A – DE NOUVELLES EXIGENCES DUES AU CONTEXTE DE CRISE

La mis en place d’une chaîne de délégations de pouvoirs dans une entreprise n’est pas toujours aisée en soi compte tenu de la complexité du sujet. Toutefois, le contexte économique oblige à repenser une nouvelle distribution des pouvoirs au sein des entreprises et à anticiper, dans la mesure du possible, des changements soudains ou volontaires du paysage directionnel ou décisionnel suite notamment à des restructurations.
Cette nouvelle donne a un impact sur les délégations de pouvoirs mises en place par le dirigeant au profit de ses collaborateurs assumant des responsabilités de haut niveau.

D’où la nécessité de se doter de véritables outils de mise en place et de suivi des délégations de pouvoirs afin de pouvoir remédier à tout moment à une rupture de la chaîne de responsabilité pénale. Ceci est encore plus vrai dans des organisations dotées de structures décisionnelles complexes ou pour des activités intrinsèquement exposées au risque pénal.

Voici un bref rappel des conditions de validité des délégations de pouvoirs avant de rentrer dans le vif du sujet.

B – BREF RAPPEL DES CONDITIONS DE VALIDITE DES DELEGATIONS DE POUVOIRS

DEFINITION

La délégation de pouvoir est un acte par lequel le titulaire initial d’un pouvoir légitime (le délégant) habilite une autre personne (le délégataire) à prendre à sa place certaines décisions afin d’accomplir une fonction déterminée au sein de l’entreprise. Le délégataire peut à son tour déléguer une partie des pouvoirs qui lui ont été confiées à un sub-délégataire dès lors que celui-ci est pourvu de la compétence et investi de l’autorité nécessaire.
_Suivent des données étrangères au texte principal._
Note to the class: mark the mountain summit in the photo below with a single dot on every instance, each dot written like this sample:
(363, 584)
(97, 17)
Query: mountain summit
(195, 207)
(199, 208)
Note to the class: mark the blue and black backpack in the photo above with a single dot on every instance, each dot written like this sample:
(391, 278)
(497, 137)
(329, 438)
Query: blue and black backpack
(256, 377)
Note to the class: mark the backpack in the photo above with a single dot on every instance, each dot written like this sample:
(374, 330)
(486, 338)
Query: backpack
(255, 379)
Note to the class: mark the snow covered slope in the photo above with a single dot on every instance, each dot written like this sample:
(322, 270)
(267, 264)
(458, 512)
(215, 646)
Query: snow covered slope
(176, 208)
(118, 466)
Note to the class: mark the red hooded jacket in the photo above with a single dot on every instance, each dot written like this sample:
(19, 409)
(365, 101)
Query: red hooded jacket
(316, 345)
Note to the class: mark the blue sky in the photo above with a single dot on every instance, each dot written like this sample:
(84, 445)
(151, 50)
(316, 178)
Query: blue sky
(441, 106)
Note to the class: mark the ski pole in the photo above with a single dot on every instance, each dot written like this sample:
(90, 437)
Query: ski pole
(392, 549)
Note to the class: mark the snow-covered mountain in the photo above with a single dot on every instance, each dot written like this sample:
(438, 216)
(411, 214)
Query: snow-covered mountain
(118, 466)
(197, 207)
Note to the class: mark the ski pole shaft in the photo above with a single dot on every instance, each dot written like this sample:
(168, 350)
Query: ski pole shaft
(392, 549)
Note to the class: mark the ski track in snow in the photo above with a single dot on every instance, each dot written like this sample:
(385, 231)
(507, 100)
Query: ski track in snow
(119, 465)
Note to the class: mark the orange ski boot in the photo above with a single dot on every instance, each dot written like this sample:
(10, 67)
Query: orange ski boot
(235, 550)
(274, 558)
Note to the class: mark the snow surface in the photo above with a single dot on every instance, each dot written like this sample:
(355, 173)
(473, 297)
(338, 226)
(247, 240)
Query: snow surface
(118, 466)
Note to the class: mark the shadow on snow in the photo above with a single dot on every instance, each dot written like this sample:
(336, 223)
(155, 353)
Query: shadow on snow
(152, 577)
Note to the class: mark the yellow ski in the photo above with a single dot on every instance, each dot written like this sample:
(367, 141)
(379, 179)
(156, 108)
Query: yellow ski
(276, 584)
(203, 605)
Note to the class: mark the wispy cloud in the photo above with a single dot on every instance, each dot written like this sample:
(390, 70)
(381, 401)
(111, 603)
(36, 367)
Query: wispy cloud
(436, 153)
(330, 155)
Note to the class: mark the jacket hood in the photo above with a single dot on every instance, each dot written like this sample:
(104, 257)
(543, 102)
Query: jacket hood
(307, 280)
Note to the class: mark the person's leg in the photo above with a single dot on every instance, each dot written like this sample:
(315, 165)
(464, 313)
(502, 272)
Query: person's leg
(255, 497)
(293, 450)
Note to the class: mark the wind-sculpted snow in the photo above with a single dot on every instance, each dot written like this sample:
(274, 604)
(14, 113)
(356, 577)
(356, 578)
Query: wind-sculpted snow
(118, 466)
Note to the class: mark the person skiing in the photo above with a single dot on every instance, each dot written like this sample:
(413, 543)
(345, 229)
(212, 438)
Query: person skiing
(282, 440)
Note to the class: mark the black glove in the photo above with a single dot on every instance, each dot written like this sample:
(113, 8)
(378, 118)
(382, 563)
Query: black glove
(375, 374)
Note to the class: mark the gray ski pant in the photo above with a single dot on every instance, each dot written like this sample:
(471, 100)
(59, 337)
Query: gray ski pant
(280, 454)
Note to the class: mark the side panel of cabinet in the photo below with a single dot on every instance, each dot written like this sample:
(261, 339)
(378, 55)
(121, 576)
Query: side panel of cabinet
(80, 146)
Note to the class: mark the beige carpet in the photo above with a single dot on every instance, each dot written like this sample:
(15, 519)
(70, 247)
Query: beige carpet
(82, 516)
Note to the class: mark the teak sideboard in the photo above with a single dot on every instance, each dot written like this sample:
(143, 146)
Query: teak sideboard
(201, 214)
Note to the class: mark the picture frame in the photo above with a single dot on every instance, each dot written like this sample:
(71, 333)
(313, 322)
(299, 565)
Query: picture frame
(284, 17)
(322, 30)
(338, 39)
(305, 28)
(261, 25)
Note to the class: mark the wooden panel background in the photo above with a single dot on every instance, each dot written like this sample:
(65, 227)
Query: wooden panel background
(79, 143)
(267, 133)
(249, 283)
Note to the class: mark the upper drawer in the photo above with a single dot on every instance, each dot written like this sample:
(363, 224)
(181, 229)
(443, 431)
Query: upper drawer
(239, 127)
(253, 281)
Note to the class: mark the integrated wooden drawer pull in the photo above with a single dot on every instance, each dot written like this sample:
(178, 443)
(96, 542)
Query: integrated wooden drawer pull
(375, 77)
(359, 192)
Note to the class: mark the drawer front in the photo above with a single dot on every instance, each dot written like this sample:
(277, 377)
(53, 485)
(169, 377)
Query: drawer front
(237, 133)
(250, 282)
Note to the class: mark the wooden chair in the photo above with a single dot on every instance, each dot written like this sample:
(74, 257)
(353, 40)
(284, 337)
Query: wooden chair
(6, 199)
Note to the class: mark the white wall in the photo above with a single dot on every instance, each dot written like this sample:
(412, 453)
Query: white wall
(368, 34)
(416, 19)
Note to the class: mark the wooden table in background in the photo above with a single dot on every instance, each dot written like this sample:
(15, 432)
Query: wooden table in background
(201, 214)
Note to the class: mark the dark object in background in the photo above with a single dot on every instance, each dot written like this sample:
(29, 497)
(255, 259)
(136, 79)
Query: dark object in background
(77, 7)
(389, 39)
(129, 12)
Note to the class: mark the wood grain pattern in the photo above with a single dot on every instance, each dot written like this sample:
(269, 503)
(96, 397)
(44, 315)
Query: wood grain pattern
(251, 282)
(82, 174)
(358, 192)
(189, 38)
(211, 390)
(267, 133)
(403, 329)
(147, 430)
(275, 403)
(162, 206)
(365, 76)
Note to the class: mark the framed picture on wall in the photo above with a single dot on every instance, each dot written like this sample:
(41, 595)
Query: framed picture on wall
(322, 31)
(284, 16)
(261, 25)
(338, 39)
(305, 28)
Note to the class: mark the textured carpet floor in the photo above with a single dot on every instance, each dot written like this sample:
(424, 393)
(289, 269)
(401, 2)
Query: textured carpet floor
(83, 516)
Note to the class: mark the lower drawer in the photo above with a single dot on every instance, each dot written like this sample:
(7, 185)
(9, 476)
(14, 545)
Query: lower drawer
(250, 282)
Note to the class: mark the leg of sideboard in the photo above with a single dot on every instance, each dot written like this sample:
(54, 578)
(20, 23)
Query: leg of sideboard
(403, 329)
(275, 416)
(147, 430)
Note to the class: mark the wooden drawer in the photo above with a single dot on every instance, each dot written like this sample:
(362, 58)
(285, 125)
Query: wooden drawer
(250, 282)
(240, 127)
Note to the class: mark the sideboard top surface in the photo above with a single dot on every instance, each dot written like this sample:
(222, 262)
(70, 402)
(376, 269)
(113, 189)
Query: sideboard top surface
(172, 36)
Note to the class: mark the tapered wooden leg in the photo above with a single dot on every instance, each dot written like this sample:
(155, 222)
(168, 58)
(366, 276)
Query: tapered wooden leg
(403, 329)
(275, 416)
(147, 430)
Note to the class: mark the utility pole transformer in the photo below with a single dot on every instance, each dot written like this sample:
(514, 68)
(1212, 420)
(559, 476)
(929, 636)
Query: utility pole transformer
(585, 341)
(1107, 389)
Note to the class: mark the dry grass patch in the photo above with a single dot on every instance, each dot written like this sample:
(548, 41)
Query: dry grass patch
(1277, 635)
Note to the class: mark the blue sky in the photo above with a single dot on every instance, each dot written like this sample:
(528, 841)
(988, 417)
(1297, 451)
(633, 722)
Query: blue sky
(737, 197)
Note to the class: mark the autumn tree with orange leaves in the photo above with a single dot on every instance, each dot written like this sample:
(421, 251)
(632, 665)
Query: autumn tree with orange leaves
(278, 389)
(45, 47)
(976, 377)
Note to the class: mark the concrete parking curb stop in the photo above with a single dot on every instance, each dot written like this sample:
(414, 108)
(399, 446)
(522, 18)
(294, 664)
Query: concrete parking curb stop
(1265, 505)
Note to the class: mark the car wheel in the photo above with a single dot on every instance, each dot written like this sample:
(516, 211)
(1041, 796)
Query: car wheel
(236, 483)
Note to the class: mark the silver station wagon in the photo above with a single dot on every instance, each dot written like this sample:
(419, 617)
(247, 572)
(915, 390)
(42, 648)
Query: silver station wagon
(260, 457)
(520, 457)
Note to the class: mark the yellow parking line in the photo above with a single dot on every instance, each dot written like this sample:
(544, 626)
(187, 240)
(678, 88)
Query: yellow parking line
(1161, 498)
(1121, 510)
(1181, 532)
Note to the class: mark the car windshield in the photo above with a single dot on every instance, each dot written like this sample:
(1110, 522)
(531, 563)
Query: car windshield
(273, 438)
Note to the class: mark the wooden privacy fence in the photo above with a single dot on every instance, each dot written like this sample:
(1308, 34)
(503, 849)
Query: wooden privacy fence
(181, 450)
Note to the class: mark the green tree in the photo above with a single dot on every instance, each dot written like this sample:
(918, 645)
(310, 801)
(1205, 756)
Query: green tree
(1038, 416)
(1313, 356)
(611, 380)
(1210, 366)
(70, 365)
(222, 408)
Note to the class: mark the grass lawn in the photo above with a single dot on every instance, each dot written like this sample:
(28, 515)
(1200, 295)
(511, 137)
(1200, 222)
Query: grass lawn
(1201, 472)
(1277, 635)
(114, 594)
 Elle implique le transfert d’un pouvoir de décision et de la responsabilité pénale attachée à ce pouvoir et permet donc au chef d’entreprise de s’exonérer de sa responsabilité pénale en rapportant la preuve qu’il a délégué ses pouvoirs à un préposé. C’est donc le titulaire de la délégation qui encourt le risque pénal en cas d’infraction aux obligations qui lui ont été transférées.

CONDITIONS

Conditions liées à l’existence de la délégation : la délégation de pouvoirs doit être justifiée par l’impossibilité pour le dirigeant de surveiller l’application de toutes les réglementations liées à l’activité de son entreprise ; la délégation est admise dans de nombreux domaines (Finances, ressources humaines notamment hygiène et sécurité, concurrence, environnement, etc…), sauf si la loi l’exclut expressément.

Conditions liées au délégant : le délégant doit disposer de l’autonomie de décision et la plénitude des pouvoirs de direction.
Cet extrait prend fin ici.